Looking for a new job and continuing to redecorate my house have me pondering the role of imagination in our lives. Here are some things I'm learning:

1. Sometimes imagination comes only a step at a time. When I began to decorate the guest room (see previous post) I started with a glass bottle I picked up while at Mt Gretna with a friend. (It's hanging off the window above the bed in one of the photos.) I didn't really have any place to put it in the house, but I loved its whimsical feel. The bottle became the inspiration for the color choice in the room and begged me to hang on to a quilt that had had also caught my eye. As I moved from choice to choice, the room started coming together. I'm starting to get the hang of this: I make a decision, let settle and then see what springs up next.
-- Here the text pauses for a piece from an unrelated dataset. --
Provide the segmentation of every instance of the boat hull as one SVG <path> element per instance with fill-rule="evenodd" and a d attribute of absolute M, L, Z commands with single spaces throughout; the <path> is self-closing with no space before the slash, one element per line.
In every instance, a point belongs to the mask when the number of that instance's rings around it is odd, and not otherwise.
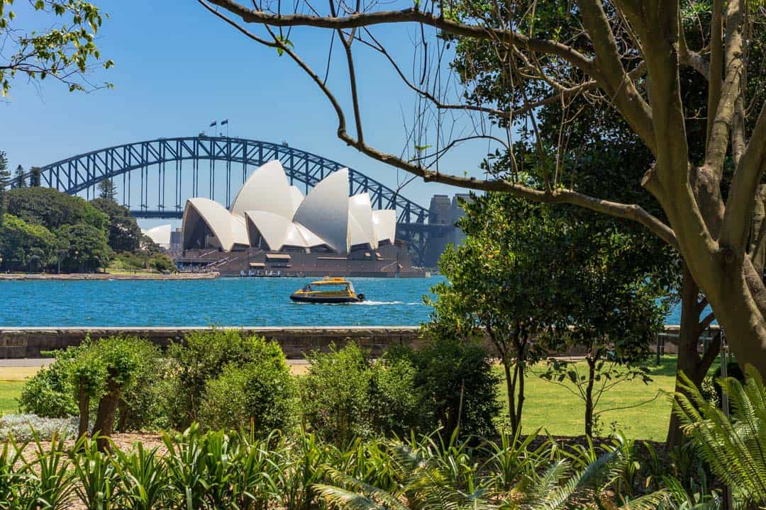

2. A good metaphor can help. While talking with a friend about the job hunt, she mentioned a technique she'd picked up from a book she'd recently read. Pretend that there's a large mirror in the room. In the mirror is an image of yourself doing what you'd like to be doing in 10 years. What do you see? This was actually a fun exercise. For some reason, putting a "frame" around myself made it easier for me to imagine a different me: in this case collaborating with a group of people on a seminar. Once I could imagine this reality, it opened up the discussion to some specific places this might happen, and possible steps forward.

3. Good books and movies usher us into a world where we can actually put ourselves in other people's shoes; they help us imagine in a fuller way what we could only interact with as facts before. In "The Help," by Kathryn Stockett, we are drawn into the world of Jackson, Mississippi in the midst of the Civil Rights era. As I read from the perspective of two black maids (house help) and the aspiring white journalist who chronicles their experiences, I was able to feel a moral outrage that I hadn't experienced before. The plight of those living in "separate but equal" communities, and the persecution and deaths of those fighting for equal rights moved me in a way that even the tapes of Martin Luther King's "I have a dream" speech hadn't succeeded in doing. Likewise, in the movie "The King's Speech," the abdication of King Edward to marry Wallis Simpson shocked me as it must have shocked many of the English at the time. I could never imagine what the big deal was, but experiencing the event through the eyes of Edward's brother, the future King George VI, gave me a truly different and deeper perspective.

I wonder what other practices there are that stir up our imagination, that keep us nimble and allow for creativity, action or empathy. Suggestions?